In triangle ABC, the angles are
A=45
C=60
so, B=75
These are inscribed angles, so if you draw radii from the center O to each vertex, you have
AOB = 2*ACB = 120
BOC = 2*BAC = 90
AOC = 2*ABC = 150
Now you have three isosceles triangles. Each triangle with central angle θ has area
a = 1/4 r^2 sinθ
Now just plug and chug. If you really want punishment, use the sum-to product formulas to reduce the answer to a single product.
To find the area of triangle ABC, we can use the formula for the area of a triangle given two sides and the included angle. Let's call the center of the circle O.
Step 1: Find the length of side AB
Since points A and B are on the circumference of the circle centered at O with a radius of 2, the length of side AB is equal to the diameter of the circle, which is twice the radius:
AB = 2 * 2 = 4
Step 2: Find the length of side AC
Similarly, since points A and C are on the circumference of the circle centered at O with a radius of 2, the length of side AC is also equal to the diameter of the circle, which is twice the radius:
AC = 2 * 2 = 4
Step 3: Use the Law of Cosines to find the length of side BC
In triangle ABC, we can use the Law of Cosines to find the length of side BC. The Law of Cosines states that for any triangle with sides a, b, and c, and angle C (opposite to side c), the following equation holds:
c^2 = a^2 + b^2 - 2ab * cos(C)
In this case, side a = AB = 4, side b = AC = 4, and angle C = angle ACB = 60 degrees. Let's calculate BC:
BC^2 = 4^2 + 4^2 - 2 * 4 * 4 * cos(60)
BC^2 = 16 + 16 - 32 * 0.5
BC^2 = 32 - 16
BC^2 = 16
BC = sqrt(16)
BC = 4
Step 4: Calculate the area of triangle ABC
Now that we have the lengths of all three sides of triangle ABC, we can use the formula for the area of a triangle given two sides and the included angle:
Area = (1/2) * AB * AC * sin(angle BAC)
In this case, AB = 4, AC = 4, and angle BAC = 45 degrees. Let's calculate the area:
Area = (1/2) * 4 * 4 * sin(45)
Area = 8 * sqrt(2) / 2
Area = 4 * sqrt(2)
Therefore, the area of triangle ABC is 4 * sqrt(2) square units.
To find the area of triangle ABC, we can use the formula for the area of a triangle given two sides and the included angle. In this case, we know one side, which is the radius of the circle (2 units), and two angles (angle BAC and angle ACB).
Since we have the radius of the circle, triangle ABC is an isosceles triangle with AB = AC = 2 units.
To find the length of side BC, we can use the Law of Cosines, which states that in a triangle with sides a, b, and c and angle C opposite side c, the following equation holds:
c^2 = a^2 + b^2 - 2ab * cos(C)
In this case, a = 2 units (AB), b = 2 units (AC), and C = 60 degrees (angle ACB).

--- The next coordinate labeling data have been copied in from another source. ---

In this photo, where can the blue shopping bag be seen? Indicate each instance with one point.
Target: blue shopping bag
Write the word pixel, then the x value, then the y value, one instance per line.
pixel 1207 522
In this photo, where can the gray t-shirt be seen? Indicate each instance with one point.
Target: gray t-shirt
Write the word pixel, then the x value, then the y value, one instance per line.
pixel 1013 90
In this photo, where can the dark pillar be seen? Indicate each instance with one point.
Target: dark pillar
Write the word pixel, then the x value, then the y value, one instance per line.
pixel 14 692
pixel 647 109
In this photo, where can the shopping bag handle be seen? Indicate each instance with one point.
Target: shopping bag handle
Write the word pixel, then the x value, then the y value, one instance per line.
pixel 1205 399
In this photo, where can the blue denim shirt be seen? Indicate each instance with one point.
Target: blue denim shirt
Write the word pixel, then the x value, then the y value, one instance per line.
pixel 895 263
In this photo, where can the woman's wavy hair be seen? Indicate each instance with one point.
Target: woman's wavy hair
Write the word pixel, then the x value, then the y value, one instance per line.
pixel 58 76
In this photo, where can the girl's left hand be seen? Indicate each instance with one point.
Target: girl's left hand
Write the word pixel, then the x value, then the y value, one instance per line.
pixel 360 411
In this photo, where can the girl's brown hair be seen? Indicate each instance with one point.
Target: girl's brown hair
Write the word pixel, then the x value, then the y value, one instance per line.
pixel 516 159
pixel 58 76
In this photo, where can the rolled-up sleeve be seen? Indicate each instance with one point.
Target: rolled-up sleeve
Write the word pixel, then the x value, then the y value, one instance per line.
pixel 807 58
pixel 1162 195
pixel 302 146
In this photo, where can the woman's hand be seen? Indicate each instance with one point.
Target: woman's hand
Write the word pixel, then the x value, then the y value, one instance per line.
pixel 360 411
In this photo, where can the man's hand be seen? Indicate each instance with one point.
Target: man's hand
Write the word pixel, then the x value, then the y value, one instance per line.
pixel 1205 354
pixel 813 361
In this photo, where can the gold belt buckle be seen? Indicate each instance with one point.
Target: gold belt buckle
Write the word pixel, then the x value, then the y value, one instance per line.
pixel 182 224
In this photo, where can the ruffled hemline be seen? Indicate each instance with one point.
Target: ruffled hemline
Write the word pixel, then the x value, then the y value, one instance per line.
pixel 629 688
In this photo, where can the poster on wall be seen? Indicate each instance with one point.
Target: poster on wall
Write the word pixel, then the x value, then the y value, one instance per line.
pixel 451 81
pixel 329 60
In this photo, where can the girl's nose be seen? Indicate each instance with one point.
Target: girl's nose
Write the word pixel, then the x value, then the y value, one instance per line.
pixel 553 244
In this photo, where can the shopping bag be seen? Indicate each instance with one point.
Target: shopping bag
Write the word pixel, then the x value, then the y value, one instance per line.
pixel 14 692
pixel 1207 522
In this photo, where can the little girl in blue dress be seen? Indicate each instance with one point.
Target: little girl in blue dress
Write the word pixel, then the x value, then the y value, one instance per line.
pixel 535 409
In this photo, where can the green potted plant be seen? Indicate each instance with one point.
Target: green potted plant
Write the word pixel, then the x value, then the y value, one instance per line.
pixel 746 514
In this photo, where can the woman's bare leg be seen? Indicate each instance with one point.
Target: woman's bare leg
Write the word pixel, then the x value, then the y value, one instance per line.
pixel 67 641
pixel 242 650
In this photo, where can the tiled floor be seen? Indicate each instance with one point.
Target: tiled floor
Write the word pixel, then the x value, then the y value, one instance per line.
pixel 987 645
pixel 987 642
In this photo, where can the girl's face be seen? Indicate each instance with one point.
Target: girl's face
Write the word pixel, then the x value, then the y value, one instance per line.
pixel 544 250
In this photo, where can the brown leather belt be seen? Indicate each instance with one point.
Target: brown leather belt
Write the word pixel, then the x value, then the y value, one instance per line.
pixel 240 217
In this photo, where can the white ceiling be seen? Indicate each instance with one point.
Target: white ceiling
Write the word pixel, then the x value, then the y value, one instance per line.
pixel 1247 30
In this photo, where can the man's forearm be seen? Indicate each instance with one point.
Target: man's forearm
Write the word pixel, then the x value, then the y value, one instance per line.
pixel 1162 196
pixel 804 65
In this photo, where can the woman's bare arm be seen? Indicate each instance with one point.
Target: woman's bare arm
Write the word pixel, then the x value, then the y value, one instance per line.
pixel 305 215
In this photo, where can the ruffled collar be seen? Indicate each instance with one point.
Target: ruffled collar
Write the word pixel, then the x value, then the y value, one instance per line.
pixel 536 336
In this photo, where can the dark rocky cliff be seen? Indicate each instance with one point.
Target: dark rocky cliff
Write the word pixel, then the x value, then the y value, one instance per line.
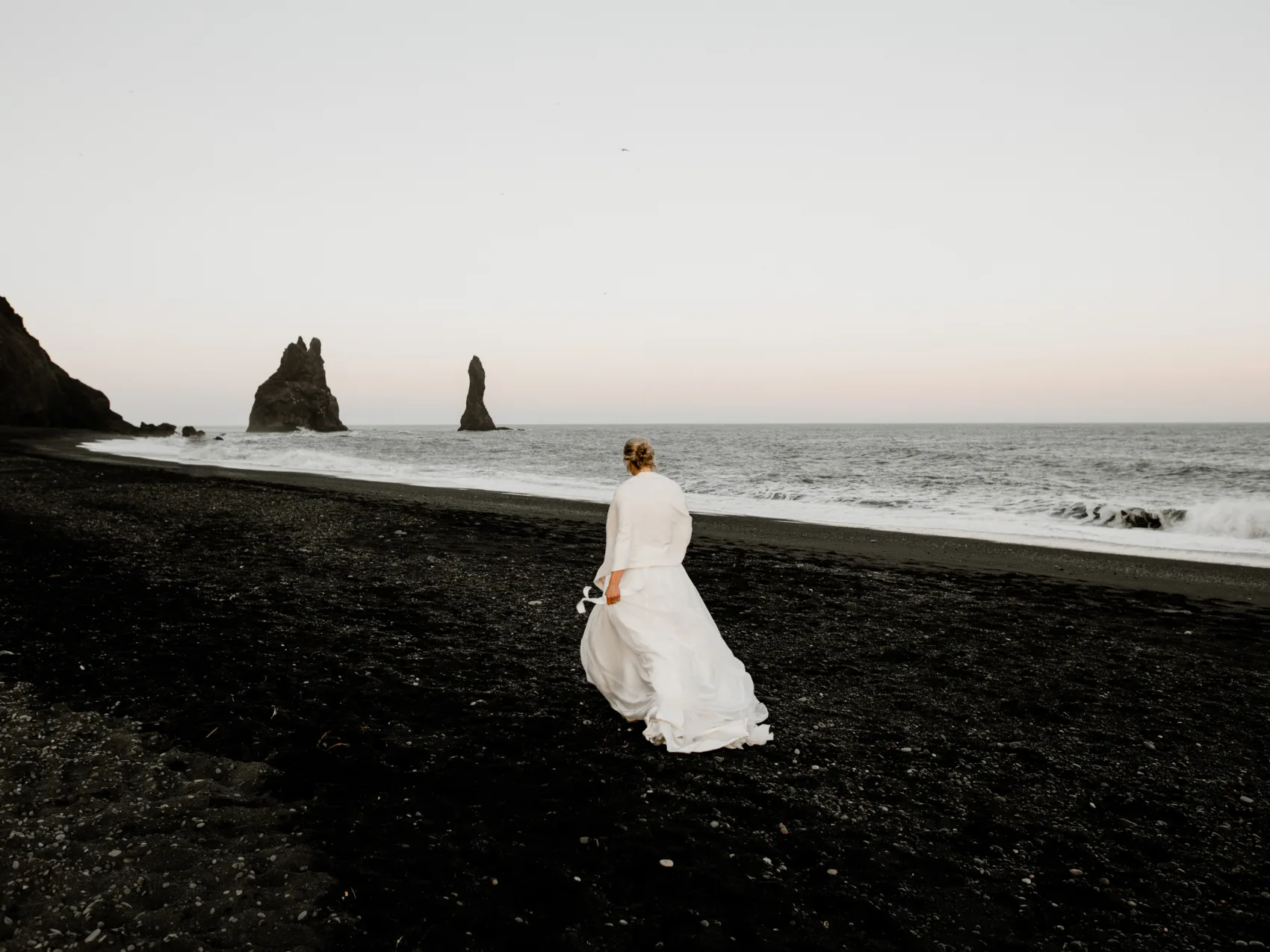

c^2 = 2^2 + 2^2 - 2(2)(2) * cos(60)
c^2 = 4 + 4 - 8 * (1/2)
c^2 = 8 - 4
c^2 = 4
c = 2
So, the length of side BC is also 2 units.
Now we know all three sides of triangle ABC (AB = AC = BC = 2 units).
To find the area, we can use the formula for the area of an isosceles triangle:
Area = (b^2 * sin(A))/2
In this case, b = 2 units (AB) and A = 45 degrees (angle BAC).
Area = (2^2 * sin(45))/2
Area = (4 * (sqrt(2)/2))/2
Area = (4 * sqrt(2)/2)/2
Area = 2 * (sqrt(2)/2)
Area = sqrt(2)
Therefore, the area of triangle ABC is sqrt(2) square units.